Do what you need to do to keep yourself sane and moving forward. Only you can know what those things are, and you must identify them, and do them, over and over and over again. Get the sleep you need whenever possible. Exercise if that helps (and I’ve never known someone for whom it didn’t). Get thyself outside. Eat food that fuels you (and a little bit of crap that just tastes good once in a while). Start a gratitude journal and a meditation practice (two of the best things I have ever done). See a therapist or get a coach. Organize your posse. Have an occasional glass of wine.
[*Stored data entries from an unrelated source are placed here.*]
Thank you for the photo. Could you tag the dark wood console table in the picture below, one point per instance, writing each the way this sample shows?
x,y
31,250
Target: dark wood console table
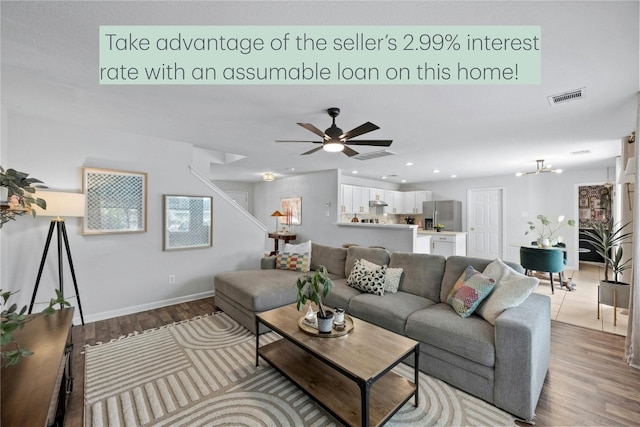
x,y
287,237
35,391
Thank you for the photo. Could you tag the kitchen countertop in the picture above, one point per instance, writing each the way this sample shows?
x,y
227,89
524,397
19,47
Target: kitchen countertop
x,y
446,233
376,225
Figure out quickly whose company soothes you, and whose agitates. With whom do you simply vent, and who inspires you to move onward and upward? Identify the people and activities that will keep you going and help you get back up and get strong again. Your kids absolutely need you to be a whole person. The plane will surely crash if the pilot can’t fly.
Hold on to hope.
Above all, please believe in a brighter future. I am certain you can have one. Yes, divorce sucks. I know. Mine sure as hell did. And when you have kids, it really, really sucks. Especially if you didn’t ask for it. And you get extra loads of bonus points for how much it sucks if you were blindsided by it. But your kids still need you to get it and hold it together, and they really need you to believe things will get better.
Even if you don’t yet see it, paint a brighter future for them than the crap you are living through today. Tell them about the happier days you (hope to) see ahead. Take the opportunity to grow yourself as a person and to envision and seek a bigger, better, bolder life than the one you had before. I am certain you can build that life. It won’t happen overnight, but with purpose and the right attitude and strong support, it can happen a lot faster than you think. Start out by faking those days (until you make them), for yourself as much as for the kids. One day, hopefully before too long, you will be living them together.